If my drunk, enraged father told me that “You aren’t worth the dirt under my feet” when I was four, my young mind would believe it to be the truth about me. Yet, as an adult, I can look at that situation and understand that his words exposed the human being he was; the words in no way described me. Thus, using this restaging, the harmful belief can be discharged.
The beauty of perceptions is we get to choose how we think of something. We can permit ourselves to discard the perceptions handed to us by others, knowing that their perceptions were colored through their experiences, experiences we may have heard about but never had.
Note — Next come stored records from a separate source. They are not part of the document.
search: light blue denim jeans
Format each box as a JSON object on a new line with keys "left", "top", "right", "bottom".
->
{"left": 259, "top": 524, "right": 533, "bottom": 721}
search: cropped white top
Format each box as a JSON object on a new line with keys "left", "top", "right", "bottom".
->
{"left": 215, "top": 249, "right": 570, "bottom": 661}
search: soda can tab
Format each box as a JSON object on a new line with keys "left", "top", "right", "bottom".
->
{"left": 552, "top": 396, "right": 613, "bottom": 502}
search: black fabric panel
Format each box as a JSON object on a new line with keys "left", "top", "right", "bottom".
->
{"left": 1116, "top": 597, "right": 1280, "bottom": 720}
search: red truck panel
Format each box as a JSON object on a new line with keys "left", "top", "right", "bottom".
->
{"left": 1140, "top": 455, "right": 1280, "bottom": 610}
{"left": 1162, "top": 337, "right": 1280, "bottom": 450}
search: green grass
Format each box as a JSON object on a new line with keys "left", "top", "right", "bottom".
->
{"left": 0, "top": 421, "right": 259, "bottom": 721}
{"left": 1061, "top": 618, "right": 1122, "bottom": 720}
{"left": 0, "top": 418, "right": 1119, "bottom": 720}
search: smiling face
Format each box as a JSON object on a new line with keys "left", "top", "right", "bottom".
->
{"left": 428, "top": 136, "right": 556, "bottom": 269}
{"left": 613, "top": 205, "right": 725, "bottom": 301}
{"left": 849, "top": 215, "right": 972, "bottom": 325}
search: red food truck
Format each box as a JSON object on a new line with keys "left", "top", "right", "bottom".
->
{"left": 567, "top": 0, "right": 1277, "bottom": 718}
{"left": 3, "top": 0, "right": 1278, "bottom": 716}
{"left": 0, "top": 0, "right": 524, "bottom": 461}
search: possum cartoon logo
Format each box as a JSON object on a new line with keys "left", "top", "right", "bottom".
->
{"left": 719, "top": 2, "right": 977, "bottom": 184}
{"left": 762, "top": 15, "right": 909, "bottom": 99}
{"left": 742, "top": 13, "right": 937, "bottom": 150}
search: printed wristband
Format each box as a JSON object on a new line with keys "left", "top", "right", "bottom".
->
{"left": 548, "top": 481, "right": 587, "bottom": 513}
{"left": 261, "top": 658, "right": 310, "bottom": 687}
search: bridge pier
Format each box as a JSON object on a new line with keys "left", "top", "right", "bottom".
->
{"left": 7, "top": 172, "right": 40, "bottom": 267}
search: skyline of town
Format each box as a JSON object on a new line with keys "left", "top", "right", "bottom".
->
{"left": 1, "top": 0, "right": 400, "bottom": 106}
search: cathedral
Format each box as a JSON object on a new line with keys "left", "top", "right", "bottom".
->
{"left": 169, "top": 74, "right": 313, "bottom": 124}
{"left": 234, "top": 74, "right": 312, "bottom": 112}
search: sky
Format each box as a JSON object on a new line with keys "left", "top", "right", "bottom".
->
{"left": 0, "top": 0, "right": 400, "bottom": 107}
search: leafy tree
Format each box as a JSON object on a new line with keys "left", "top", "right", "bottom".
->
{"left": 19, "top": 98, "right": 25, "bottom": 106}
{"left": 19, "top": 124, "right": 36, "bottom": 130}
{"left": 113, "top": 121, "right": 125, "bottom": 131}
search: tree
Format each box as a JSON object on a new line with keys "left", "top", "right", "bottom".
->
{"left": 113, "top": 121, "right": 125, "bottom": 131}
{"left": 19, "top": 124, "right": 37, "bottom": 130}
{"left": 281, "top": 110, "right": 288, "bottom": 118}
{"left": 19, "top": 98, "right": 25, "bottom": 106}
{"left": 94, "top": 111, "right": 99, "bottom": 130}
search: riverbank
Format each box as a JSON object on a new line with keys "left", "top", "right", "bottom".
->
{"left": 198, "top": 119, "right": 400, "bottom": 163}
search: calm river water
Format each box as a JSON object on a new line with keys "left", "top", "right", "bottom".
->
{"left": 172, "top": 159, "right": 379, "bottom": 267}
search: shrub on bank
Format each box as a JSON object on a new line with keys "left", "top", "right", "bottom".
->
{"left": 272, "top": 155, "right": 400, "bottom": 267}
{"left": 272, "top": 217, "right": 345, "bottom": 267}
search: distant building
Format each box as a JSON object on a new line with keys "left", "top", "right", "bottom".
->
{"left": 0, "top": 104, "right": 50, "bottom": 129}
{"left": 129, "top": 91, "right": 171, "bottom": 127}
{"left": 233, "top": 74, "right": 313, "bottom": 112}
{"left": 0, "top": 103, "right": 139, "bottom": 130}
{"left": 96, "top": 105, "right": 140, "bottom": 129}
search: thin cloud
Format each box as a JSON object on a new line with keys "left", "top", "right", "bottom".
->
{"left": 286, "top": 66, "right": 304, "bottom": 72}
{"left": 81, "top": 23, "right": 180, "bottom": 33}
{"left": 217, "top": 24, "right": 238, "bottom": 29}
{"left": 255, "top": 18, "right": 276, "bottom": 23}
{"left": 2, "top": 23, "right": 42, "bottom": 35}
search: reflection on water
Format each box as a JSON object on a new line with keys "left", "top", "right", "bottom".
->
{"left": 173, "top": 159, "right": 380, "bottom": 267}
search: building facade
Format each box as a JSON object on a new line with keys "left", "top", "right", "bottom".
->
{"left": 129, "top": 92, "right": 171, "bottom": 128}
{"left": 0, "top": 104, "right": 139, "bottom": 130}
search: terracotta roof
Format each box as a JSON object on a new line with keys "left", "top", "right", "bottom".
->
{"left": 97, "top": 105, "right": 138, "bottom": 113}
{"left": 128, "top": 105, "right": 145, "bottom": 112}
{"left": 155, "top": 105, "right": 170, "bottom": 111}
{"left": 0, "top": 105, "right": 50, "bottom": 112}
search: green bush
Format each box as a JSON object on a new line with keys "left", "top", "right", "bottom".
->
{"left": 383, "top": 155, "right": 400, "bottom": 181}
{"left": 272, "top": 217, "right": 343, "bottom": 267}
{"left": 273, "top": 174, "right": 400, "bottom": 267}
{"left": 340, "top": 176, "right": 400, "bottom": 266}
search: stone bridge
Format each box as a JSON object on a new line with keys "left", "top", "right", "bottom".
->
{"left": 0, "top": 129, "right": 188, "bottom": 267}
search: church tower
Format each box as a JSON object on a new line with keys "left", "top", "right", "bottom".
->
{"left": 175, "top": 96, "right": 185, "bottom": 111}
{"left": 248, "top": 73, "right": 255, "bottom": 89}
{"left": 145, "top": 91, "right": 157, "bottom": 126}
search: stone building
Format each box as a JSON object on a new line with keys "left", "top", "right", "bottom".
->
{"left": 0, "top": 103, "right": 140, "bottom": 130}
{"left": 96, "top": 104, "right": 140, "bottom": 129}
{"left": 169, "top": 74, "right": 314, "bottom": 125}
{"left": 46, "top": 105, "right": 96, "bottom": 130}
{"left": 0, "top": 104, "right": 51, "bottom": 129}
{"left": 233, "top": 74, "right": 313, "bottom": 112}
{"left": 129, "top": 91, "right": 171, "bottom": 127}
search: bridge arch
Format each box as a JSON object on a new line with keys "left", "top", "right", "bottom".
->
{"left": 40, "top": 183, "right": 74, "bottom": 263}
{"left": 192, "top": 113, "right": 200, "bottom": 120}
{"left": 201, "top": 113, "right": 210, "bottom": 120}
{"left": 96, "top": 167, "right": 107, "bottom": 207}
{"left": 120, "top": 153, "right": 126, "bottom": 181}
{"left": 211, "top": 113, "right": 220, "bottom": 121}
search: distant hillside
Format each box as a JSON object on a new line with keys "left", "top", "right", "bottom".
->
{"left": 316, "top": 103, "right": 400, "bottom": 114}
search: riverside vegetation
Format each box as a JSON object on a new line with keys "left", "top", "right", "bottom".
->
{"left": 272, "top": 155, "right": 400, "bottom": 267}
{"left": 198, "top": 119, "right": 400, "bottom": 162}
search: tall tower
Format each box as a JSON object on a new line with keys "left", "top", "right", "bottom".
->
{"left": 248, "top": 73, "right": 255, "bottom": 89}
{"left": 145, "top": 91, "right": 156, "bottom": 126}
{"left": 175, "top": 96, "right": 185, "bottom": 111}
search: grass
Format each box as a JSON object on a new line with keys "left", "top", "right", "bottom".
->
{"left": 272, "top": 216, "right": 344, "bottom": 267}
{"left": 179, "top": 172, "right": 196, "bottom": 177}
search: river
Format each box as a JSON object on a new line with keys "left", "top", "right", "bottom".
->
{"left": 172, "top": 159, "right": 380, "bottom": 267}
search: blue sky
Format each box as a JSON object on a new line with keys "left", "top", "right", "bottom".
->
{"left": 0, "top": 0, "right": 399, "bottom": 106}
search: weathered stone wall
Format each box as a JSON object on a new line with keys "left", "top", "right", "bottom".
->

My mother was a child born just before the Great Depression. Her mother was abandoned by her husband at the beginning of the depression, leaving Grandma with no means of support with ten children to feed. My Grandmother did the best she could, but times were rough and everyone suffered. My mother learned to save and keep things; she never knew when she would get more. So, she learned about lack from her childhood experience and unwittingly passed that on to us.
These ideas passed through generations do not have to rule our lives. We can choose our perceptions and shift the filters through which we see the world. This is good news for those who have carried the burden of the perceptions of others.
But what happens when our perceptions, given to us by others, are the focus of our attention? If I still carried the perception of lack handed unwittingly to me by my mother, and I focused on feeling lack, I would draw into my life more lack, through my focus. One of the hard truths in life is that we get what we focus on.
Isn’t it true that when we decide to purchase a red car, we suddenly notice all the red cars in our neighborhood? This is because of the Baader-Meinhof phenomenon, in which our subconscious selectively focuses on things foremost in our minds. We are exposed to what we focus on, simply because our minds are programmed to notice the things we are thinking of.
When the perceptions of others become the focus of our attention, we are hard-wired to notice more of that. When I was in the energy of lack, all I did was notice how small my bank account was and how I needed more cash flow. What I had was a cash flow problem and nothing else. Yet my mind focused on lack, which caused me to focus more on scarcity, which caused me to notice the lack in my life every day. This downward spiral helps nobody.
Being in the Moment
Being able to shift away from limiting perceptions allowed me to let go of any energy and perception of lack. Another tool that I found to be very effective is to be present in the moment. If my mind thinks about a bill with a due date in the future, and I don’t have the funds available to pay it now, I can ask myself, “Is this due today?” When the answer is “no,” I ask myself to become Present, Quiet, and Aware.
When we shift into the present moment, we can quiet our worries, minimize our regrets, and let go of our problems. If it isn’t happening right now, it doesn’t have a place in the present moment.
Being in the present moment when you don’t know how to make things work is an exercise in deep trust. In this way, we trust our souls that it will all work out, just the way it is supposed to. This depth of trust allows our souls to lead us to the path we are meant to follow.